President Barack Obama blamed the gun lobby for the bill's defeat, saying the National Rifle Association and others lied about the bill's content.

"They claimed that it would create some sort of ‘big brother’ gun registry, even though the bill did the opposite," Obama said. "This legislation, in fact, outlawed any registry. Plain and simple, right there in the text.
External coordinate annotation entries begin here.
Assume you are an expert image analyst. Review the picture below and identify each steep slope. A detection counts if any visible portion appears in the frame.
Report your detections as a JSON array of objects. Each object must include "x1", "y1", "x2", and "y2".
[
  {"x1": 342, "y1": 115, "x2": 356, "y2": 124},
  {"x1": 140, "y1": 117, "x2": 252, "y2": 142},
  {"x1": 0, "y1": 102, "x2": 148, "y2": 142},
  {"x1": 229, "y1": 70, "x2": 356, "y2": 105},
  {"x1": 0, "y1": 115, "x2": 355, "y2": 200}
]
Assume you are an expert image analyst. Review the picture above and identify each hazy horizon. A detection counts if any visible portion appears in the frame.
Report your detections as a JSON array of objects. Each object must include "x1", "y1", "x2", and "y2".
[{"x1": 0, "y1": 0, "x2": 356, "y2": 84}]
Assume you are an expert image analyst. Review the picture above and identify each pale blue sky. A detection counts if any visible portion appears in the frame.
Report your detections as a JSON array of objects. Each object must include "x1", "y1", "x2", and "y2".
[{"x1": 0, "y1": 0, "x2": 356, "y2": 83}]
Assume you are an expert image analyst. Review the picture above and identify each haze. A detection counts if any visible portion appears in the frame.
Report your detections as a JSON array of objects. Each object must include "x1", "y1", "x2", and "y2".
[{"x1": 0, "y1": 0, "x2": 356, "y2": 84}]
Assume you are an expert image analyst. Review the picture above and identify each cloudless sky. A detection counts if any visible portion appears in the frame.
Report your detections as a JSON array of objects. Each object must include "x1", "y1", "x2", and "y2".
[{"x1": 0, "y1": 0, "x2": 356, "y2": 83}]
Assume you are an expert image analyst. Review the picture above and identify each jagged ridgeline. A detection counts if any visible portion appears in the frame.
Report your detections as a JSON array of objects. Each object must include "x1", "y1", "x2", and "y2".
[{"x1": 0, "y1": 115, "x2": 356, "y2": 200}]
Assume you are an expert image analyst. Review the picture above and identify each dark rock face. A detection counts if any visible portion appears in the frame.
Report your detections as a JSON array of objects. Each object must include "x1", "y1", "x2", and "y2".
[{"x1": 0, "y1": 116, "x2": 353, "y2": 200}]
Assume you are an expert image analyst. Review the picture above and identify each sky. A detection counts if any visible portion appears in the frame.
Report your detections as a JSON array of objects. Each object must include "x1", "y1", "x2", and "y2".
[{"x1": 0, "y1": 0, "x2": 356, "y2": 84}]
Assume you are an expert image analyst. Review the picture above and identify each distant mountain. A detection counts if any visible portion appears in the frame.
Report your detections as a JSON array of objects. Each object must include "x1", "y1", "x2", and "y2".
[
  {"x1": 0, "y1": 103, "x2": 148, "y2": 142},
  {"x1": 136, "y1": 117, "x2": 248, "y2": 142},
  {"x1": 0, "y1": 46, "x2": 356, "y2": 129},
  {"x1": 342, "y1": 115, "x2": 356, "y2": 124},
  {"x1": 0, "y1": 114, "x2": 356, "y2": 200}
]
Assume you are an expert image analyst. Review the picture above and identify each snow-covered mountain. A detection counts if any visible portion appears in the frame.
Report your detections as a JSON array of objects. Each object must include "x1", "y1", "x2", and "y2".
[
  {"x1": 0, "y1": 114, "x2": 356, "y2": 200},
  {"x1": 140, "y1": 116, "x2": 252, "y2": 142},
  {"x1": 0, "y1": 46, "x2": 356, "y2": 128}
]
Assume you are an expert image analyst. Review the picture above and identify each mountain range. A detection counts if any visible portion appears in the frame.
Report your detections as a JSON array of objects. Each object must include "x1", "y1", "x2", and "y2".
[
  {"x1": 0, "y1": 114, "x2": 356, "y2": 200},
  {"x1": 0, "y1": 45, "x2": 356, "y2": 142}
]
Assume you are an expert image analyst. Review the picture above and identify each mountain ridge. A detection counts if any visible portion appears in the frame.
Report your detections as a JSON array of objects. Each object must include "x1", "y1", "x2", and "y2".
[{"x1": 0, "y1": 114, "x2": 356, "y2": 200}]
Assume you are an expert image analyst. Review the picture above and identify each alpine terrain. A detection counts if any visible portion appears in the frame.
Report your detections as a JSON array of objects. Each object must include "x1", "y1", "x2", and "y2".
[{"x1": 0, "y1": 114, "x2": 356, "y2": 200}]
But that didn't matter."

The NRA's Wayne LaPierre said the Association would never back a federal gun registry.

"That's what they're after, the names of good, decent people all over this great country who happen to own a firearm to go into a federal database for universal registration," he said.

Many U.S. Senators voted no on the bill fearing the measure would lead to the government keeping tabs on gun-owning Americans.

Angry constituents, such as the Arizona Citizens Defense League, sent emails saying the bill was "proposing the universal regulation of all firearms and their owners."

PolitiFact rated Obama's statement as true.

The government is currently required to destroy all personal information found in background checks, and the bill would have actually outlawed a federal gun registry.

Post-birth abortions

With two weeks left in the State Legislature session, lawmakers are debating a bill that deals with "post-birth" abortion.

The bill requires doctors to treat infants who are somehow born alive after an abortion procedure.

The group Americans United for Life claims there were 1,270 infants who later died even after surviving an abortion in 2010.

The Truth-O-Meter finds that number false.

The group is using a number for the Centers for Disease control that shows how many infants died for uncommon reasons.

However, this "other" category includes deaths that are not related to abortions.

Trap, neuter, return

Florida lawmakers are also considering a bill that allows the public to release a cat into the wild after a vet has spayed or neutered it.

The bill is aimed at helping cat overpopulation and says the release of a fixed cat is not abandonment or animal cruelty.

The American Bird Conservancy is opposed to the bill, saying it would "authorize the public hoarding of cats by feral cat activists."

PolitiFact says the Conservancy statement is half true. The bill does allow for feral cats to return to the streets.

However, hoarders typically control their cats by keeping them indoors.